Significant changes continue at the Philadelphia School District, with Superintendent William R. Hite Jr. Wednesday announcing a number of personnel shifts, hires and other moves.
Hite expanded the number of "learning networks" — groups of schools arranged by geography or theme — to 13 from 8, and has hired a crop of new asssistant superintendents to oversee them.
He's also shuffling his cabinet around. Deputy Superintendent Paul Kihn recently announced his resignation, and will not be replaced.
But Naomi Wyatt, former human-resources chief, will become chief of staff, a new position for Hite. Fran Burns, the chief operating officer, will add duties as "executive sponsor for finance," in the wake of Chief Financial Officer Matthew Stanski's departure.
Sophie Bryan, who had been special assistant to Hite among other roles, is now Chief External Relations Officer, replacing Rodney Oglesby, the former government relations staffer who left the district.
Evelyn Sample-Oates becomes director of the Office of Advocacy and External Engagement.
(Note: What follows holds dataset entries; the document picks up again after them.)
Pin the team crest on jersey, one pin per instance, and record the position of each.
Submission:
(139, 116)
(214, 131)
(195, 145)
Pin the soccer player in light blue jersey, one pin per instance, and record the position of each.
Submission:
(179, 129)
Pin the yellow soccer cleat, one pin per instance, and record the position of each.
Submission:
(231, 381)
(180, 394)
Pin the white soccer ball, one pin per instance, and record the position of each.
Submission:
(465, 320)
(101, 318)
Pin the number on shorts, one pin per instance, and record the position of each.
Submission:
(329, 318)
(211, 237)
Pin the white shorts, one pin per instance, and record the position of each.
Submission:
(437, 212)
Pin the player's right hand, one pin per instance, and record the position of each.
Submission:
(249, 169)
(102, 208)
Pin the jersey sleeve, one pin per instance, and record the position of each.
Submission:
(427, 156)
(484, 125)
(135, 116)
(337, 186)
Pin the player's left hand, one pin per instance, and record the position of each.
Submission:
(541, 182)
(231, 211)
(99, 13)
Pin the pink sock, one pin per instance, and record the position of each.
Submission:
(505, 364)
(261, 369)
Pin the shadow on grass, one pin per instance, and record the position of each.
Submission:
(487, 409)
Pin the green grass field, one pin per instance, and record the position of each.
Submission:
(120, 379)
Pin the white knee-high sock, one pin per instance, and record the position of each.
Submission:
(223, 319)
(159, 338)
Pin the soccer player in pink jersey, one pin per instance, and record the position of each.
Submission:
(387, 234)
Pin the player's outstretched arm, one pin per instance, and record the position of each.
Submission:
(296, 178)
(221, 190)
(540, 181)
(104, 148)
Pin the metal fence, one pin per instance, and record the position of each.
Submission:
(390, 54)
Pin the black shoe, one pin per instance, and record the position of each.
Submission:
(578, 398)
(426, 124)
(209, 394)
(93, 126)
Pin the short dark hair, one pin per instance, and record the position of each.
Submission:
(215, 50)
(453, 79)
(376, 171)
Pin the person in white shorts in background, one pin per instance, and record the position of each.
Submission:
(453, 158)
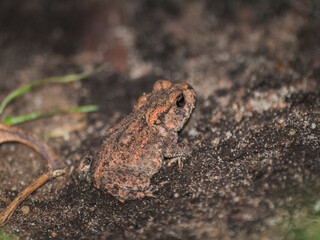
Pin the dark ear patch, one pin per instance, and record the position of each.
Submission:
(180, 101)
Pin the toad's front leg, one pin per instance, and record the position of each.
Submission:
(124, 183)
(173, 150)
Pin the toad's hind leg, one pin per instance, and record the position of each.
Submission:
(125, 184)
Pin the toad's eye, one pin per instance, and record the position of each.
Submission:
(180, 101)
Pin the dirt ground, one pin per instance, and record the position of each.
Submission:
(255, 65)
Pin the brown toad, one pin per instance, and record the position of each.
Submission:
(133, 151)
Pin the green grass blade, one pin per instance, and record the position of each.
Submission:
(60, 79)
(35, 115)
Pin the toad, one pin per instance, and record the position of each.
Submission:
(133, 150)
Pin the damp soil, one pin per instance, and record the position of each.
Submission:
(255, 65)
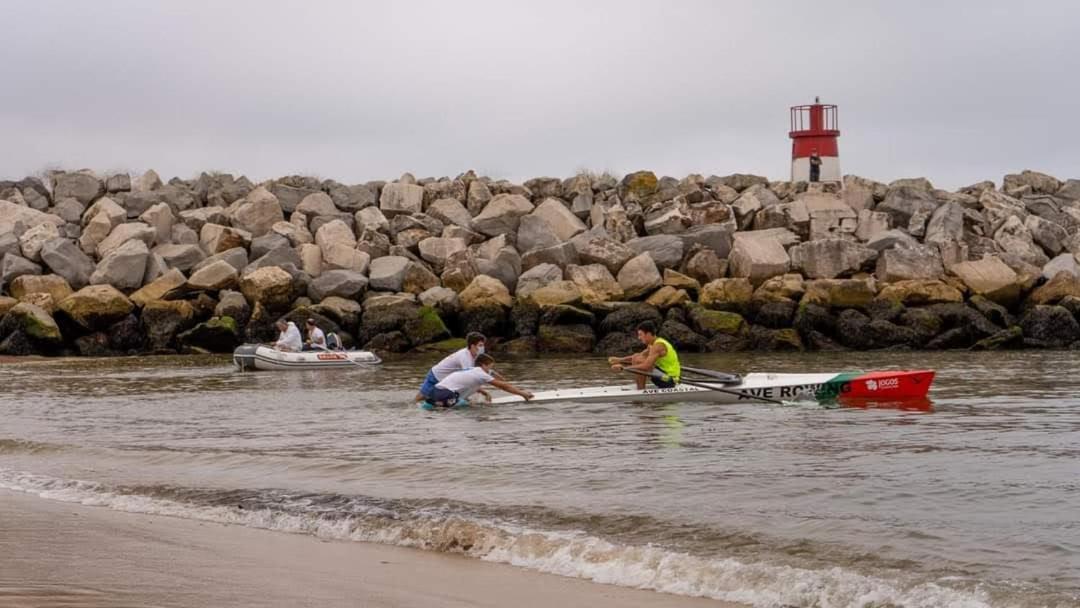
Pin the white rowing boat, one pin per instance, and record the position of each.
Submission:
(842, 388)
(257, 356)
Karyn Lynch, the Chief of Student Services, will oversee the Office of Parent and Family Services.
Hite also made some interim appointments. Wayne Grasela, the former senior vice president for food services, becomes acting deputy chief operating officer. Amy Virus takes over Grasela's former job.
And Kendra-Lee Rosati, who had headed recruitment for the district, becomes acting human-resources chief.
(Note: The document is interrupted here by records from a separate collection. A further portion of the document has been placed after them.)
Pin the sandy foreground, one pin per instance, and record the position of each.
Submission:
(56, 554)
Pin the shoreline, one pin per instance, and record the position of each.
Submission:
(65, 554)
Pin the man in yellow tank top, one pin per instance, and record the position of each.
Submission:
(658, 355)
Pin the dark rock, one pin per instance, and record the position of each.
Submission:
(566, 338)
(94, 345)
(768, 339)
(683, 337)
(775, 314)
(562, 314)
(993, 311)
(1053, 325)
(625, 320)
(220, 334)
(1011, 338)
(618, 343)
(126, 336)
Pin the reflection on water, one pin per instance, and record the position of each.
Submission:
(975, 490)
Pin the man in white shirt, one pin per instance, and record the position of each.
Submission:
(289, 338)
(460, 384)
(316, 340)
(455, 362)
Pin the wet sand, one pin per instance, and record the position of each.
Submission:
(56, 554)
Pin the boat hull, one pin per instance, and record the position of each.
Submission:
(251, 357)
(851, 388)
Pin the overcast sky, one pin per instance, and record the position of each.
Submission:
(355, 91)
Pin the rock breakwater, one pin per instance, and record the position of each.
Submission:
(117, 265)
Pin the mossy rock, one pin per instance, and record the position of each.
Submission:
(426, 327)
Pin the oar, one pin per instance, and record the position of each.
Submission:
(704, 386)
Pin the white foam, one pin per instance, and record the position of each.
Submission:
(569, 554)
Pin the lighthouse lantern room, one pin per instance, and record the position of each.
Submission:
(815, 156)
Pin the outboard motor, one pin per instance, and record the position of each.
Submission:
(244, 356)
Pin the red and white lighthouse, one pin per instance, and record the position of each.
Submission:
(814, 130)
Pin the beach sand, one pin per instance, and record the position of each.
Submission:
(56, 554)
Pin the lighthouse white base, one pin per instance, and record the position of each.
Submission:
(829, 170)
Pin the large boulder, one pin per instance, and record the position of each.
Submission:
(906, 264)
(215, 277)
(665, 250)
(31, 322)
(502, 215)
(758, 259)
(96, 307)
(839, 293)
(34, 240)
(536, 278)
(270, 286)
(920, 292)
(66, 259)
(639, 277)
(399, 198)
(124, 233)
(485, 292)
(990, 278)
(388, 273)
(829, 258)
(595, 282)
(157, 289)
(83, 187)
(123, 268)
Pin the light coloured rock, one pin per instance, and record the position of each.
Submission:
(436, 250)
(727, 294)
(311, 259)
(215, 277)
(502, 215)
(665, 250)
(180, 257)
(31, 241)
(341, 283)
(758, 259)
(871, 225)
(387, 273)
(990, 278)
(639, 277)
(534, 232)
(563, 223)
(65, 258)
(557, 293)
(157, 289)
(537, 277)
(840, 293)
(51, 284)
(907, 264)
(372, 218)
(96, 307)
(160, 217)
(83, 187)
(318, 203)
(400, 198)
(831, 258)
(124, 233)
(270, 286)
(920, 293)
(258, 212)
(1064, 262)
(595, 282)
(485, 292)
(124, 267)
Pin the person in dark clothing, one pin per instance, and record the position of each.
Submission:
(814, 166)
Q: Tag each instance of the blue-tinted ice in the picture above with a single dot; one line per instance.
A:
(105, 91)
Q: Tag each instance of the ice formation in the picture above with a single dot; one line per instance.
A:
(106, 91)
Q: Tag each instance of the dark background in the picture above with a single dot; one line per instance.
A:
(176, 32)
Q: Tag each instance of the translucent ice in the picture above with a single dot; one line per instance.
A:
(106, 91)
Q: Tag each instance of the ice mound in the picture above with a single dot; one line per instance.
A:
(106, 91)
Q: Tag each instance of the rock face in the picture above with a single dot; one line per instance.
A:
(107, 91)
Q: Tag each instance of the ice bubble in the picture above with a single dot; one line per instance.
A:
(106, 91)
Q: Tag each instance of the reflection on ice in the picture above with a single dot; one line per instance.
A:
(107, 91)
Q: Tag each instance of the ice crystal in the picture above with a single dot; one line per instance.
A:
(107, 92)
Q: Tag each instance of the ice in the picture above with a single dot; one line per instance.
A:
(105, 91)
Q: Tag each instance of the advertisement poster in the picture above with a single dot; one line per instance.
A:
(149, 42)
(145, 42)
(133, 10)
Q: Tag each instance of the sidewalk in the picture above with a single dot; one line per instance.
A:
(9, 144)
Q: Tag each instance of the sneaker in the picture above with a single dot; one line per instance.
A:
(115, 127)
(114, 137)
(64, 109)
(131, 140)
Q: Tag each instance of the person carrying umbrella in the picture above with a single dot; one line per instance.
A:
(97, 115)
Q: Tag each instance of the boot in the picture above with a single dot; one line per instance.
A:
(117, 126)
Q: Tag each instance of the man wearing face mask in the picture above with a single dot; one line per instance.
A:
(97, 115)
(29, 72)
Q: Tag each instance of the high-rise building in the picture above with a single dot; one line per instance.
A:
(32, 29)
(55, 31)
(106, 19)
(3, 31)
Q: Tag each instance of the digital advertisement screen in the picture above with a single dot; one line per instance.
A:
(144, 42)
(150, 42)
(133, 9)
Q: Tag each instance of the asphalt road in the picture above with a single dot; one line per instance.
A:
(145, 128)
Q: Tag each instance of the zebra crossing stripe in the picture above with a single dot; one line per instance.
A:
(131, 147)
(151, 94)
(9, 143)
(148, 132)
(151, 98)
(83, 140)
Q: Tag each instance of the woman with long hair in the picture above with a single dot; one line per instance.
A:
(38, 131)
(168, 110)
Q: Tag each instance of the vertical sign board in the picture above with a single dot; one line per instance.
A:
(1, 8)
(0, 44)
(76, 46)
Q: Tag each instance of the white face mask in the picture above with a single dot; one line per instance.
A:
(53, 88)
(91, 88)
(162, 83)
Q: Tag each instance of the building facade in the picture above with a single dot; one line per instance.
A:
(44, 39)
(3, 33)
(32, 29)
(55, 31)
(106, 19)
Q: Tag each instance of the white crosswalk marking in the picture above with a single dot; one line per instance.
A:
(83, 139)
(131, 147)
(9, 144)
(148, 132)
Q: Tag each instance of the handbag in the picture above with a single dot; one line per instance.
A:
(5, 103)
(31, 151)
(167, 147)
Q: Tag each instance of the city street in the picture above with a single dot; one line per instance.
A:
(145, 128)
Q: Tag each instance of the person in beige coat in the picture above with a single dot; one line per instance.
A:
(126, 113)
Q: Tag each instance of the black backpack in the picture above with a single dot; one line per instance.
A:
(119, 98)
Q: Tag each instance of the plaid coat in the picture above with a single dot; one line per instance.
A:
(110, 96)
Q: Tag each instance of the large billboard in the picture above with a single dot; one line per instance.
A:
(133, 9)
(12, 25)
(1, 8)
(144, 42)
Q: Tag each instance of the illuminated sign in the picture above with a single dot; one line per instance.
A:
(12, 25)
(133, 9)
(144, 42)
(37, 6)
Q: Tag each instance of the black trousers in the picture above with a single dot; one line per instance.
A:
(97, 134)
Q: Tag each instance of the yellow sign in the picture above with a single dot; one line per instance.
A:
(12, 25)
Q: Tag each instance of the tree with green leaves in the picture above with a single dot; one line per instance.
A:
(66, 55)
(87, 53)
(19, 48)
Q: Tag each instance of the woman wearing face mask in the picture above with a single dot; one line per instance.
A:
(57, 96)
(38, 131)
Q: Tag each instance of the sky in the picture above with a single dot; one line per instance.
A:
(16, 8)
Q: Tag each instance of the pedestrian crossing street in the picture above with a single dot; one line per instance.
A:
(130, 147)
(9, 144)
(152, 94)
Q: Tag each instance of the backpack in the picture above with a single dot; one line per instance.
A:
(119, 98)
Karen Kolsky, a former assistant superintendent, will be acting chief of the neighborhood learning networks.
New learning network assistant superintendents are Racquel Jones, who had worked in Baltimore City public schools; Randi Klein-Davila, the former principal of Hackett Elementary; and Jeff Rhodes, who comes from Michigan and recently completed doctoral work at the University of Pennsylvania will all lead groups of neighborhood schools.
Other new assistant superintendents will lead specialized networks. Chris Lehmann, the nationally-acclaimed founding principal of Philadelphia's Science Leadership Academy, will remain a principal of that school and add responsibility for the Innovation Network.
Eric Beacoats, who worked for a charter management group in Illinois and was superintendent of Durham, N.C. schools, will lead the Turnaround Network of struggling schools. Christina Grant takes over the Opportunity Network of alternative schools. She comes to Philadelphia from the Great Oaks Foundation, where she was superintendent.
Cheryl Logan, who had been a neighborhood assistant superintendent, moves over to lead the Autonomy Network — a group of strong schools given charter-like flexibility in budgeting and curriculum.
Salary information was not immediately available.